Он задумался, связано ли её монотонное «да» с изнурённостью горем или с действием успокоительных, приглушающих эмоции.
— Спасибо, Ким. Увидимся утром.
В ту ночь ему впервые за год приснился сон — ужасное, бессвязное повторение давней аварии, в которой погиб его четырёхлетний сын.
Солнечный день. Они идут на детскую площадку.
Дэнни шагает впереди.
Он следует за голубем по тротуару.
Сам Гурни присутствует как будто наполовину.
Обдумывая резкий поворот в деле об убийстве, над которым он работал, он внезапно отвлёкся: блеснула мысль — дерзкая, ослепительная, почти готовое решение.

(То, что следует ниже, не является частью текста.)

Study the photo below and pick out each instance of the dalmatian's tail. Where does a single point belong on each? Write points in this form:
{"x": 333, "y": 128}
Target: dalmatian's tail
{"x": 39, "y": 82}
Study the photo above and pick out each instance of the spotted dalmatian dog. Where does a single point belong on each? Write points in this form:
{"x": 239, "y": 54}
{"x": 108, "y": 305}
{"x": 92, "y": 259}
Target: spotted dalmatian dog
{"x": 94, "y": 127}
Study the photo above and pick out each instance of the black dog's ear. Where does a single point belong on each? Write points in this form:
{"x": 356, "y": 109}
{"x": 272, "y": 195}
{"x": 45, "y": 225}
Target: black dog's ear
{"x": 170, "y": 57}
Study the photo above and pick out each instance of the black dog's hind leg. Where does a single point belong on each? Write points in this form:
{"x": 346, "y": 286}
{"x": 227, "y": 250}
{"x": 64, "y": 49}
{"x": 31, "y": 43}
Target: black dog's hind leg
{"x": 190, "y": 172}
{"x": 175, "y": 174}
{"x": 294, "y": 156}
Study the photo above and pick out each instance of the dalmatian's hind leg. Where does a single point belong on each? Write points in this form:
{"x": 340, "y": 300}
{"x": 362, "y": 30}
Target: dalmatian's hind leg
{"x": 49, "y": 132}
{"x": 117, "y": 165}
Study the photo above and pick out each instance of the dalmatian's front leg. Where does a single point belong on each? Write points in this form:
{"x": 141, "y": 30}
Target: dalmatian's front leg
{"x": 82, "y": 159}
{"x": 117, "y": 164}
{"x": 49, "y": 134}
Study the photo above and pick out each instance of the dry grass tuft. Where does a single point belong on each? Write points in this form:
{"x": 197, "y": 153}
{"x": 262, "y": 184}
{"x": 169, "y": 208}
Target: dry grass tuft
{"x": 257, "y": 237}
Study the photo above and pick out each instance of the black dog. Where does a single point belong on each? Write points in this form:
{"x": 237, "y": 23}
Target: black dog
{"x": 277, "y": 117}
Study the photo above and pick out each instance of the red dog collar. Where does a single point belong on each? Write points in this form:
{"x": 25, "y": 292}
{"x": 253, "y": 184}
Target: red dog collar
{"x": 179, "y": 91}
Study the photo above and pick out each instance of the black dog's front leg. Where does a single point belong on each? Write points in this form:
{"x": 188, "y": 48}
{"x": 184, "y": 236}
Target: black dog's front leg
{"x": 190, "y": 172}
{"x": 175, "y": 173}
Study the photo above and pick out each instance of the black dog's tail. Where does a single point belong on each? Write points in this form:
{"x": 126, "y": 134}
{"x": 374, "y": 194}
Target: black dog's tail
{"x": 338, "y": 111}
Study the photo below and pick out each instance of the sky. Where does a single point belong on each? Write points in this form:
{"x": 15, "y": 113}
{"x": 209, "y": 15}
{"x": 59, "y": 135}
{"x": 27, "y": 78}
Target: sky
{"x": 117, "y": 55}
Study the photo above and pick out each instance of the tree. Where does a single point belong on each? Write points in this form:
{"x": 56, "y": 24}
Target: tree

Голубь спрыгнул с тротуара на проезжую часть. Дэнни последовал за голубем. Тошнотворный, заставляющий замирать сердце удар. Тело Дэнни взметнулось в воздух, глухо ударилось о тротуар и покатилось. Красный BMW мчится прочь. С визгом уходит за угол. Исчезает.
Гурни проснулся в серых предрассветных сумерках. Мадлен держала его за руку. Она знала этот сон. Он возвращался к нему время от времени почти двадцать лет.
Когда навязчивые образы рассеялись, и ощущение горя отступило, он поднялся, принял душ и оделся.
В семь утра, как и было обещано, приехал человек Клайна, забрал сотовый телефон Стила и, не сказав ни слова, уехал. В 7:45 Джеральдин Миркл подъехала, чтобы забрать Мадлен на работу в клинике. В 8:30 Гурни отправился на встречу с Ким Стил.
Навигатор подсказал, где свернуть с автострады: съезд Ларватон—Бадминтон, затем Фишерс-Роуд, уходящая на север, в сторону Ангайны. Через несколько миль он велел повернуть на Драй-Брук-Лейн — гравийную дорогу, что серией S-образных изгибов поднималась через старый лиственный лес. На подъездной дорожке, отмеченной ярко раскрашенным почтовым ящиком, навигатор объявил о прибытии. Подъездная дорожка вывел его на поляну, в центре — небольшой фермерский домик, опоясанный цветочными клумбами и сочной весенней травой. На краю поляны — красный сарай с металлической крышей. Маленькая белая машина Ким Стил стояла у дома, он припарковался рядом.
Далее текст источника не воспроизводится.